The issue that we were facing is that we have virtual ip addresses that need to be set. They're logical IP addresses that move from host to host in a cluster using pacemaker. There is no physical nic on a host with that IP. The way we've modeled this in staypuft (and Scott can correct me when I say it incorrectly) is that we have a set of nics that are not associated with any physical host. We use those nics to get an ip address which gets passed into puppet and used to configure pacemaker vips. The issue in this BZ is that the ips of these virtual nics aren't reserved, so new dhcp requests can get the same addresses. The proposed fix is: * during deployment creation, the virtual nics are created with no host association. * A call to unused_ip is made to get an ip address for that nic * An immediate call to reserve that ip address is made to dhcp * On deployment deletion, for each nic, a call is made to dhcp to delete the reservation for that ip address.
https://github.com/theforeman/staypuft/pull/402 Pull request is here.
*** Bug 1185107 has been marked as a duplicate of this bug. ***
Ohad, is there a remote chance we can get a quick fix for this, or should we push it to async?
This is going to be much more involved than initially thought. For the PXE network, we essentially need a pool of addresses for VIPs that's separate from the DHCP pool. The challenges include how to split the allocation such that we don't prematurely run out of either VIP IPs or normal host IPs, and coming up with a staypuft-specific IPAM scheme for PXE-network VIPs since we wo't use the foreman 'suggest IP' here. The workaround is to put all VIP API network traffic types on networks *other than* the PXE provisioning network.
(In reply to Scott Seago from comment #18) > This is going to be much more involved than initially thought. For the PXE > network, we essentially need a pool of addresses for VIPs that's separate > from the DHCP pool. The challenges include how to split the allocation such > that we don't prematurely run out of either VIP IPs or normal host IPs, and > coming up with a staypuft-specific IPAM scheme for PXE-network VIPs since we > wo't use the foreman 'suggest IP' here. > > The workaround is to put all VIP API network traffic types on networks > *other than* the PXE provisioning network. Or pre-discover all hosts to be used in your environment.

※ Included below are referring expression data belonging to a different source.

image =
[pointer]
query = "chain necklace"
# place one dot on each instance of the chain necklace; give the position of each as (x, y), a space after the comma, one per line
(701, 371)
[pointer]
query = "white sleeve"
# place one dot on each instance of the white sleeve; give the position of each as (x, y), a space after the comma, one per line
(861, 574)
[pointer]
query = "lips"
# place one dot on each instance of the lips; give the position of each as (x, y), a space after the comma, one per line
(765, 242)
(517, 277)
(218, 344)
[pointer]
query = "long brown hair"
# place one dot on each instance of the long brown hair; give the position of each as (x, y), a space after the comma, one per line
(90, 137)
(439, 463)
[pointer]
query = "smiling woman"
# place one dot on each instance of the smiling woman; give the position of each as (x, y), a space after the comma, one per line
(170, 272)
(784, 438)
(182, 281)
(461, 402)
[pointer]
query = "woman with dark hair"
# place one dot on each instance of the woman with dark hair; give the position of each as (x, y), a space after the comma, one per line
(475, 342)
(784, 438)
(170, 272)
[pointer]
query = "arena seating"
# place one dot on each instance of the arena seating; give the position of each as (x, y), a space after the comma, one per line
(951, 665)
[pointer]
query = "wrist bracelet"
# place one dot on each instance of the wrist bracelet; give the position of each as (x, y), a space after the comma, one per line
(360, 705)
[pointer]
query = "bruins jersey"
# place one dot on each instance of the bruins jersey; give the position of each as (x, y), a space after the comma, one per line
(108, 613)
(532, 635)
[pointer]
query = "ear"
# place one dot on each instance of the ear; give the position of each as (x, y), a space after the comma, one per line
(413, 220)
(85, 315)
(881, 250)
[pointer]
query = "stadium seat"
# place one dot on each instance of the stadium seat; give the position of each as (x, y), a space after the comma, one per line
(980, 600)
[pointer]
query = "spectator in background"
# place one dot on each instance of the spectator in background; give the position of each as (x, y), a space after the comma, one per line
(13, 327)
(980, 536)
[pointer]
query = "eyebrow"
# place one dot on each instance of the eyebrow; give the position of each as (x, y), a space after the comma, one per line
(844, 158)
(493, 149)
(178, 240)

Scott, Is this something we could add a deployment validation for without doing all the general deployment validation for? What we're looking for is for a comparison of the vips and the ips on the hosts to catch the conflicts and throw a message if there is a conflict.
*** Bug 1190825 has been marked as a duplicate of this bug. ***
This would require significant re-architecture to resolve. The workaround listed in the release notes avoids the issue completely.
The Doc Text for this issue is not completely correct. I have had the IP address theft/conflict occur when the Public API network is completely separate. If the Public API Network is 192.168.141.0/21 with a pool range of 25 through 225, I have had the auto assigned IP for the host interface also be assigned for a VIP. My solution has been to manually assign the interface to high in the pool range (>200). Are the VIPs picked from a specific range of the pool?